After the film this writer did a bit of search and found that Mr Kazim is really someone who needs to be widely heard and known. He is a former Communist, was abducted by Pakistani military intelligence in 1984 and an appeal for his release was issued by such intellectual stalwarts as Edward Said and Eqbal Ahmed and published in the New York Review of Books. He is also a staunch critic of Pakistani society and has lamented the pursuit of personal economic growth and moral corruption.

In the initial years after partition several classical singers migrated from India to Pakistan but soon found that the music was discouraged, partly because of its association with Hindu names and gods. The names of some ragas were changed. (In India Hindu nationalist V.D. Savarkar had tried to purify Marathi by replacing Persian and Urdu words with Sanskrit ones.

Till 1965 Pakistani radio broadcast a lot of classical music but then the decline started. Some musicians later switched over to gazal and thumri which were accepted as they seen to be more close to the Pakistani ethos.

There is a very endearing interview in the film with Alia Rashid, a blind girl, who got a record four-year visa to study classical music with the Gundecha brothers in Bhopal. An excellent point made in the film is that instead of focusing exclusively on classical music, which can become boring, it should be used as a base to create a new form of music which is more appealing to the masses.

At the recent Kala Ghoda cultural festival in Mumbai it was encouraging to hear the applause from the audience at the end of the performance on a play on textile workers, written by Ramu Ramanathan, translated by Chetan Datar and directed by Sunil Shanbag. Only the first Act of the play Cotton 56 Polyster 84 was staged due to the time constraint but it was enough to win hearts. It showed among other things the friendship between a dalit and Muslim textile worker amidst the decline of the textile industry.

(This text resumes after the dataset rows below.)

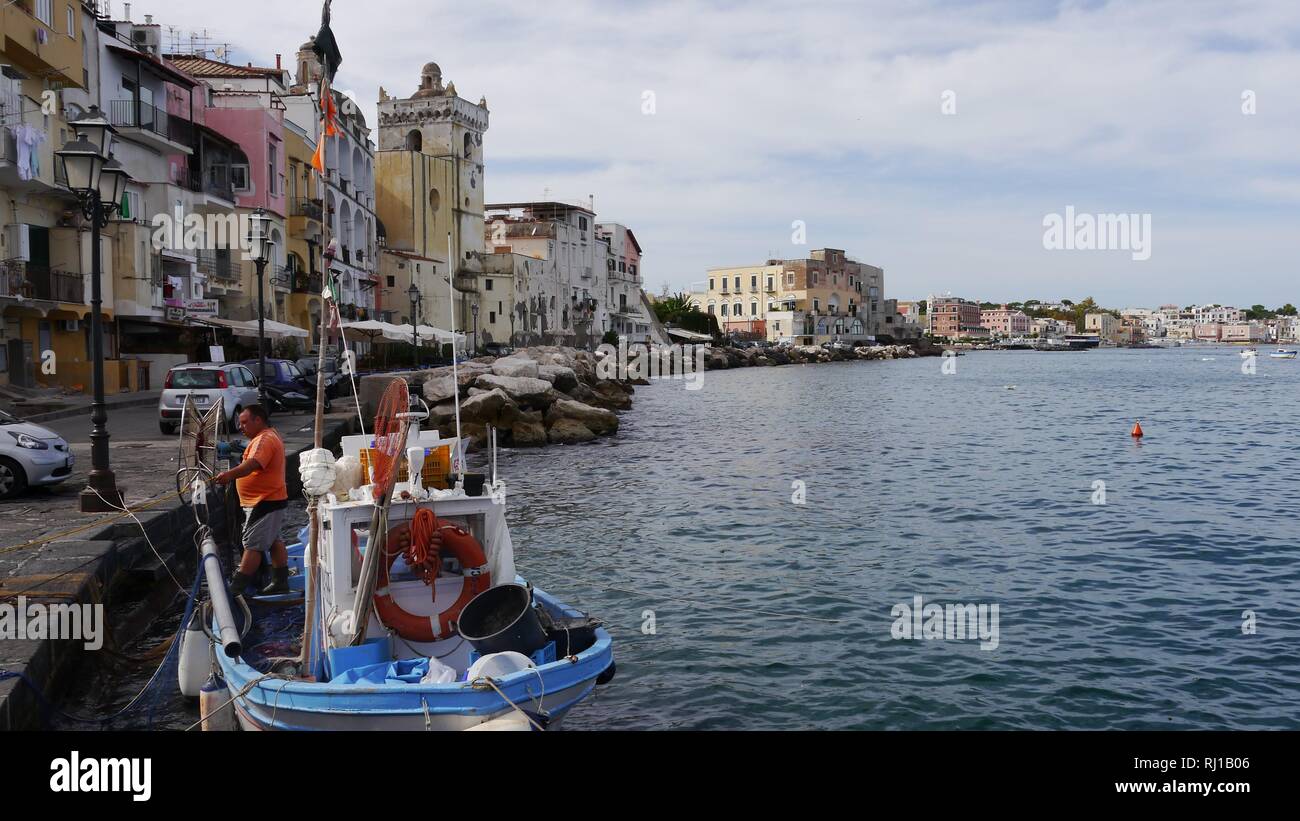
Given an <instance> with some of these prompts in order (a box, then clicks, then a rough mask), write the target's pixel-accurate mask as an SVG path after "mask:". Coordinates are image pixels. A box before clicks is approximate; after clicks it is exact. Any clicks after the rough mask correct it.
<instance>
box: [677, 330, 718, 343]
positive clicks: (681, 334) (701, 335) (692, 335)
mask: <svg viewBox="0 0 1300 821" xmlns="http://www.w3.org/2000/svg"><path fill="white" fill-rule="evenodd" d="M668 335H669V336H676V338H677V339H685V340H686V342H712V339H714V338H712V336H710V335H708V334H697V333H695V331H686V330H682V329H680V327H669V329H668Z"/></svg>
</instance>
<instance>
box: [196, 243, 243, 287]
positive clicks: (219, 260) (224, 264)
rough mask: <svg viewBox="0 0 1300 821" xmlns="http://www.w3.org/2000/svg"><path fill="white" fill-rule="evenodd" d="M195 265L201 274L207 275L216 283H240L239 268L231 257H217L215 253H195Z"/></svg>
mask: <svg viewBox="0 0 1300 821" xmlns="http://www.w3.org/2000/svg"><path fill="white" fill-rule="evenodd" d="M195 264H196V266H198V270H199V273H200V274H207V277H208V278H209V279H212V281H213V282H214V283H221V282H225V283H231V284H233V283H237V282H239V266H237V265H234V264H233V261H231V260H230V255H217V253H216V252H214V251H199V252H196V253H195Z"/></svg>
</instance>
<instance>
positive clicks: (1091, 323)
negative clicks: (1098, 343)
mask: <svg viewBox="0 0 1300 821" xmlns="http://www.w3.org/2000/svg"><path fill="white" fill-rule="evenodd" d="M1083 330H1084V331H1087V333H1089V334H1096V335H1097V336H1100V338H1101V339H1102V340H1104V342H1112V343H1114V344H1121V343H1123V342H1125V326H1123V322H1122V321H1121V320H1118V318H1115V316H1114V314H1112V313H1105V312H1099V313H1089V314H1087V316H1086V317H1084V318H1083Z"/></svg>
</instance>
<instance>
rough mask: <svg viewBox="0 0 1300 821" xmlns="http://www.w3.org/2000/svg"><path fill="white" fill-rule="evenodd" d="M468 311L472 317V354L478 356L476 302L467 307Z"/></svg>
mask: <svg viewBox="0 0 1300 821" xmlns="http://www.w3.org/2000/svg"><path fill="white" fill-rule="evenodd" d="M469 313H472V314H473V317H474V356H478V303H474V304H473V305H471V307H469Z"/></svg>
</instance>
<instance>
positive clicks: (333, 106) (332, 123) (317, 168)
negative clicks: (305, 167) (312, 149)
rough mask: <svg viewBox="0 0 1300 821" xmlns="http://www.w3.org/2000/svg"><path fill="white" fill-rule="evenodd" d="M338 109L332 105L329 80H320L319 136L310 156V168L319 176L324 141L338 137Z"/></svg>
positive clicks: (324, 166)
mask: <svg viewBox="0 0 1300 821" xmlns="http://www.w3.org/2000/svg"><path fill="white" fill-rule="evenodd" d="M337 118H338V107H335V105H334V92H333V91H330V87H329V79H326V78H324V77H322V78H321V121H322V127H321V134H320V138H317V140H316V153H313V155H312V168H313V169H316V170H317V171H318V173H320V174H321V175H324V174H325V139H326V138H329V136H335V135H338V125H337Z"/></svg>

The progressive dalit worker gives up eating salt permanently to mourn the death of the Muslim friend's daughter. Looks rather sentitmental but one can say that ordinary workers are capable of great sacrifices, far beyond the imagination of the complacent middle and upper classes. The performance also does well to draw on the rich musical tradition of working class .

The applause was encouraging because it showed that if issues affecting ordinary people are projected with proper insight they can get support from other sections of society.